Me
molesta percibir el peso de este lugar semivacío. Apenas hay ya algunos muebles
que pueda reconocer de cuando vivía aquí. Los que alquilaron el piso trajeron
los suyos y se deshicieron de los muebles familiares, todo tiene el aire de
algo incompleto y provisional, desordenado.
Voy
por la casa, olfateándolo todo como un lebrel. Como uno de esos perros
adiestrados que rastrean un posible resto de vida entre los escombros de un
edificio.
Compruebo
el deterioro de las puertas y los desconchados de las paredes, a pesar de que
las han pintado y repintado muchas veces con colores chillones y vulgares.
También lo han llenado todo de cables, que van rodeando la vivienda y se cuelan
en cada habitación. Ni siquiera se han preocupado de ajustarlos a las paredes,
de manera que cuelgan con sus barrigas por todas partes. Seguramente los
utilizasen para colgar guirnaldas y adornos típicos de sus países en las
fiestas que celebraban aquí los fines de semana. Sin mucha delicadeza, incluso
con rabia, he ido arrancando todos y cada uno de los cables.
En
mi antiguo dormitorio reconozco el blanco de los techos, las suaves volutas del
artesonado, los defectos casi invisibles de las líneas rectas. La carcoma ha
seguido su silenciosa profanación en la misma silla donde yo me sentaba; en lo
alto de los armarios aparecen también los montoncitos de serrín que indican la
entrada a algún laberinto. Hace años tenía la distracción de acercar el oído a
los muebles, me imaginaba que, como el gusano de seda, la carcoma iría comiendo
disciplinadamente el pedazo de madera que le hubiera tocado en suerte.
Cuando
regreso al balcón, me doy cuenta de cuánto ha cambiado esta calle. Predomina,
por lo que veo, un cierto ambiente nocturno de fiesta, a pesar de que es tan
tarde. Abundan las parejas de chicos jóvenes (y no tan jóvenes) que pasan
riéndose de todo. Muchos de los que vienen al barrio, incluso algunos vecinos,
lo hacen usando las bicicletas, que ahora son vehículos muy vanguardistas. Las
dejan bien sujetas a las farolas o se mezclan entre las dos hileras de coches
mal aparcados.
A
los bares de copas entran y salen grupos de universitarios que se quedan en la
puerta hablando de sus cosas, cada uno carga con una inevitable mochilita en la
espalda. Quizá haya tanta gente por ser fin de semana. Aparece un chaval hindú,
que parece sacado de una comedia de Bollywood, con su mercancía de rosas en la
mano. Viste pulcramente un traje oscuro un poco pasado de moda y un chaleco del
mismo tono; lleva los cabellos perfectamente peinados, como un muñeco antiguo,
gracias a la grasa con que se los unta, que reverbera un poco cuando pasa bajo
un foco de luz. Tiene un caminar alegre – incluso va entonando alguna
cancioncilla- entra a los bares y se supone que ofrece su producto a los
cofrades y generalmente sale enseguida, por lo que me imagino que no vende
mucho. A veces también se para delante del cristal de alguna puerta y se pasa
revista detenidamente, muy coqueto, como queriendo confirmar lo elegantemente
que va vestido y peinado. Se gusta.
En
las habitaciones no corre nada de aire, aunque haya abierto todas las ventanas.

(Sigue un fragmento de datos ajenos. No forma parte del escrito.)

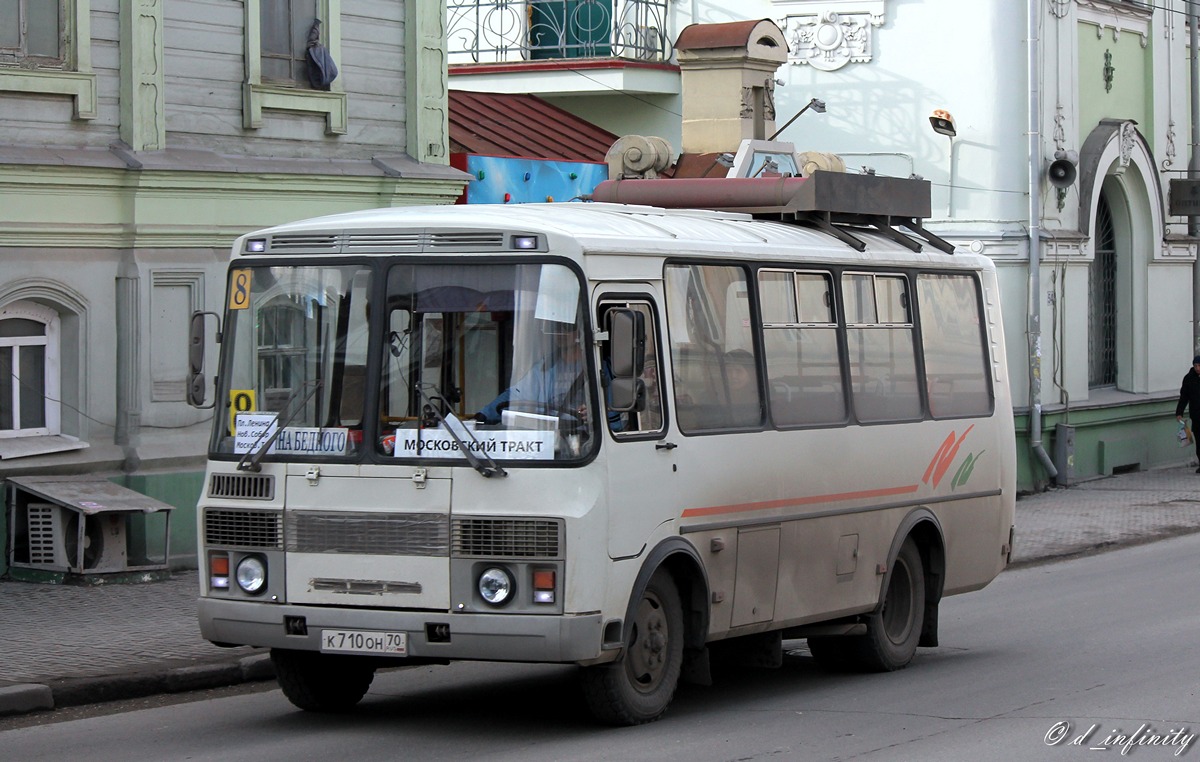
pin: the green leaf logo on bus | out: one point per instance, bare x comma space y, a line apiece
945, 457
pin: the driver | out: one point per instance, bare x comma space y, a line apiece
556, 381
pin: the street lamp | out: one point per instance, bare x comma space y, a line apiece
816, 105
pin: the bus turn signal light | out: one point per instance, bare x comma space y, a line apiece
544, 586
219, 571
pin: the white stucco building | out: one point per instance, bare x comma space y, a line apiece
1101, 330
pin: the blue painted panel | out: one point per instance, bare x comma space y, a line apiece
529, 180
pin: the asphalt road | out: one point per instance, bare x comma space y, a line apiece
1043, 654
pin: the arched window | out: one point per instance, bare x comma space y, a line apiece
29, 371
1102, 319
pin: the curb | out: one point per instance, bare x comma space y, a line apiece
25, 697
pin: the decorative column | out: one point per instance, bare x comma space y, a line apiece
143, 108
427, 121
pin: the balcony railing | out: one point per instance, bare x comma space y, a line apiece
481, 31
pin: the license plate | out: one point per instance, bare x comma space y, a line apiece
364, 642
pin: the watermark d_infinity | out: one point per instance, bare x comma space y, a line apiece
1116, 739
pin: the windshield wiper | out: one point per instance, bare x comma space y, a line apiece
250, 461
479, 460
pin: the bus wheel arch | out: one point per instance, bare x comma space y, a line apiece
927, 533
663, 622
906, 616
317, 682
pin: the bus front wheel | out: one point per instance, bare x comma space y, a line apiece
319, 682
892, 631
640, 685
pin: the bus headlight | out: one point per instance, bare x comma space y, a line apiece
496, 586
251, 574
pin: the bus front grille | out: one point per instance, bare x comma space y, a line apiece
365, 533
243, 486
508, 538
244, 528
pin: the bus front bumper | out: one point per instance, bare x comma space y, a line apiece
430, 635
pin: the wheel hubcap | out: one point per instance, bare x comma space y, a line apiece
648, 647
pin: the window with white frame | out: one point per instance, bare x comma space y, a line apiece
285, 40
31, 31
276, 64
46, 48
29, 371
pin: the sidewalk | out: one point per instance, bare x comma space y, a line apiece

En el balcón se está mejor.
Según
compruebo, los más mayores de los vecinos de enfrente se han contagiado un poco
de los tiempos modernos y se llevan bien con la juventud. Desde las ventanas de
los primeros pisos saludan a los transeúntes que a ratos se detienen para echar
una parrafada. Éstos, con sus pelos teñidos y sus tatuajes, se dirigen a los
vecinos con un tono tan protector que parecen todos ecologistas. Gracias a una
de estas charlas, me he enterado de que a aquella señora de allí le acaban de
implantar un marcapasos y está tan contenta como si hubiera regresado ahora
mismo de una excursión del Inserso a Mallorca. Se abre un poco la bata y se
aúpa sobre la barandilla para enseñar el lugar preciso donde le han descolgado
el artefacto, se entiende que bajo los apósitos que enseña como si de medallas
ganadas a la muerte se tratase. Su hija, situada dos ventanas a su derecha,
también interviene en la conferencia aportando algún detalle, aunque
comprendiendo que la auténtica protagonista del caso era la madre; lo curioso
es que cuando ya se había ido el paciente vecino, madre e hija han continuado
hablándose de ventana a ventana, enterando a toda la calle de las fechas de
revisión y entrevista con el cirujano que esperaba a la pareja en el hospital.